Adrian Piper (Adrian Margaret Smith Piper, b. 1948) is a first-generation Conceptual artist and analytic philosopher. She attended the New Lincoln School throughout grammar school and high school, and the Art Students’ League during high school. She began exhibiting her artwork internationally at the age of twenty, and graduated from the School of Visual Arts in 1969. While continuing to produce and exhibit her artwork, she received a B.A. in Philosophy with a minor in Medieval and Renaissance Musicology from the City College of New York in 1974 and a Ph.D. in Philosophy from Harvard University in 1981 under the supervision of John Rawls; and studied Kant and Hegel with Dieter Henrich at the University of Heidelberg in 1977-1978. Her formal education lasted a total of 27 years. (For more details, see http://www.adrianpiper.com/biography.shtml.)
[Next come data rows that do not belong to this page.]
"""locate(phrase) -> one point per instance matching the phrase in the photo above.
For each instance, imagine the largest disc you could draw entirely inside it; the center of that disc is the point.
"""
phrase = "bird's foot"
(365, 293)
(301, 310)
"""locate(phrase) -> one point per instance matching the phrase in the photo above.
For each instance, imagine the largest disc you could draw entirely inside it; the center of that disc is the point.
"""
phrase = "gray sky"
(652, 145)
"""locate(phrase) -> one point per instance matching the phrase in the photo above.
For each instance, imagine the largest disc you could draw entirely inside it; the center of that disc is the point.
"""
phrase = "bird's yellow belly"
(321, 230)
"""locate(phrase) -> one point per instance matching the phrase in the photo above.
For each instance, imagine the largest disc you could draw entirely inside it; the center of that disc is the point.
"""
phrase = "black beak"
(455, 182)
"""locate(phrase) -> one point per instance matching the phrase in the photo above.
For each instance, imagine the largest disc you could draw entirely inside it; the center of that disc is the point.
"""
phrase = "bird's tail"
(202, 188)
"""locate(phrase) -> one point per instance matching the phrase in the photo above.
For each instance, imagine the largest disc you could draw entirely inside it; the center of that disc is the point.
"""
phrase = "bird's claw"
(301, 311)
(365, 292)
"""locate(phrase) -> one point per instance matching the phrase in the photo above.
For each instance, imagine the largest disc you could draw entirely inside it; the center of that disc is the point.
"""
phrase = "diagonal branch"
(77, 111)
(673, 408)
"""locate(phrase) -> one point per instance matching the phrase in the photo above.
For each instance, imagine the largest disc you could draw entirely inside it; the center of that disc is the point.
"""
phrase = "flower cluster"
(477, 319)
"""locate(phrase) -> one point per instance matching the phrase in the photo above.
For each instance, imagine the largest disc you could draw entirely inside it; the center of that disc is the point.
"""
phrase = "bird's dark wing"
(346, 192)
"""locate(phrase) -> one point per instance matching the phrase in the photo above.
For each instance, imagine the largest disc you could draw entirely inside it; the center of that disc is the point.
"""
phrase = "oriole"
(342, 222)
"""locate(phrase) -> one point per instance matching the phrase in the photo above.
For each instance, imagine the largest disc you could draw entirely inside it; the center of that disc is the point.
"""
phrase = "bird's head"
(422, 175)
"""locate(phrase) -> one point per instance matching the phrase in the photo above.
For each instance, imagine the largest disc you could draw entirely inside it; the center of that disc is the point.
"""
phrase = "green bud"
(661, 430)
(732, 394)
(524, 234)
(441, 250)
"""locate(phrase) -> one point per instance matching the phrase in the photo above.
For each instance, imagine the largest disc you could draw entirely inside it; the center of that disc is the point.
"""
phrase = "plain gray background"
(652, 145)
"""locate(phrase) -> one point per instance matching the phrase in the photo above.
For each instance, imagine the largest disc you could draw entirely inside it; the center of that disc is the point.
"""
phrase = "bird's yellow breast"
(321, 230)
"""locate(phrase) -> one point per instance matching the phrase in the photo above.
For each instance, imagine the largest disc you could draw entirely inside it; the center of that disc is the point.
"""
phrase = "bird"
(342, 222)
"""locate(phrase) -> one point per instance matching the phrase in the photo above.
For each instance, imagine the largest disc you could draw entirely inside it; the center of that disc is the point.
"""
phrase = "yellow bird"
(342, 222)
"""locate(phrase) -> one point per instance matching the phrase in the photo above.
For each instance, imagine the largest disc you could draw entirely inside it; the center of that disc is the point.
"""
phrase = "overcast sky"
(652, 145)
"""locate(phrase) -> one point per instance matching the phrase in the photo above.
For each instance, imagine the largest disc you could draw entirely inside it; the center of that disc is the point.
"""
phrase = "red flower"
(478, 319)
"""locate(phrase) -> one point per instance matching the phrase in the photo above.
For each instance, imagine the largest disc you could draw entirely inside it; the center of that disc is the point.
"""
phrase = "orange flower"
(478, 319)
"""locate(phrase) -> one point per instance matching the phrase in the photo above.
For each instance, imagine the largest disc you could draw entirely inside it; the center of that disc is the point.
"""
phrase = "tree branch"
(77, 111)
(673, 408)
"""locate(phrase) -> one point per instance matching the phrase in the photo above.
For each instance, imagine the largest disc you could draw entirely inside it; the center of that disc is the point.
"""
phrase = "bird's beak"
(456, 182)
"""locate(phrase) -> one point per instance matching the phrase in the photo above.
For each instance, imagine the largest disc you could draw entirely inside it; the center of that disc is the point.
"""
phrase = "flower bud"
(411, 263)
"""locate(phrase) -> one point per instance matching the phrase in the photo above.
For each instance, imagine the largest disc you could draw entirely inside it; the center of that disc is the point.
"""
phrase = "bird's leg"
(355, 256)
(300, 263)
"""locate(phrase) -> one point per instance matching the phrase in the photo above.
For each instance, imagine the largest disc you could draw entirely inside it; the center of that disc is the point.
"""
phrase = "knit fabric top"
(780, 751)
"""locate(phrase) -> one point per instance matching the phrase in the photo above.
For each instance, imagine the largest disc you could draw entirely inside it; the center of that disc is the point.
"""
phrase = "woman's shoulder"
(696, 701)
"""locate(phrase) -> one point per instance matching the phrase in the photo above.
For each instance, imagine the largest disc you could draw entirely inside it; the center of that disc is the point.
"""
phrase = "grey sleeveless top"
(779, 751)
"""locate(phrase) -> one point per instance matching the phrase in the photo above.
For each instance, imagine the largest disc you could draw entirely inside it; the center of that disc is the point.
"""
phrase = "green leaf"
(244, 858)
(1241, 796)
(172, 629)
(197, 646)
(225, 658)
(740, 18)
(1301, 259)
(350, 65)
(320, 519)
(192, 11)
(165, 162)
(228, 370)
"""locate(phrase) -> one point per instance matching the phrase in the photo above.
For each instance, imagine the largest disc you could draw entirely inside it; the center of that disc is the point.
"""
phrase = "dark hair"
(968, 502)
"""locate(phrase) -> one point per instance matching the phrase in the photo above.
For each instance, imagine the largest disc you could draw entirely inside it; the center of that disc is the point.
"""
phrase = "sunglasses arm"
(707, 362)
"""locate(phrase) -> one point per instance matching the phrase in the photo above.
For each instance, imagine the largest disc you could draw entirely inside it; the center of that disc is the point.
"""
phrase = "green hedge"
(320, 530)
Eduardo Ralickas is interested in the various ways in which speech acts are delegated to—and relayed by—objects, signs and functions. On May 1st, 2012, he was appointed Associate Curator at Artexte. On May 2nd, he wrote an e-mail to Sophie Bélair Clément inviting her to develop an exhibition project. Between May 3 and September 19, two hundred twenty seven e-mails were exchanged. On September 20, he wrote the present autobiographical note in the form of a citation in response to Sophie Bélair Clément’s e-mail sent on September 17. “‘The speech act in which ‘I’ is spoken will appear, every time it is reproduced, as the very same act to the one who hears it; however, to the one who utters it, it is always a new act.’ Thus it is ‘you’ who fills the empty identity of form, who transforms [opère] the actual difference between the various ‘I’s’ into identity. It is ‘you’ who makes [constitue] the ‘I’ into ‘me’.” (Émile Benveniste, quoted by Louis Marin in La voix excommuniée, Paris: Galilée, 1981, p. 26–27).

David Tomas is an artist and anthropologist. His works and performances have been shown in Canada, the United States and Europe. His latest book is entitled Escape Velocity: Alternative Instruction Prototype for Playing the Knowledge Game (Wedge Publication, 2012).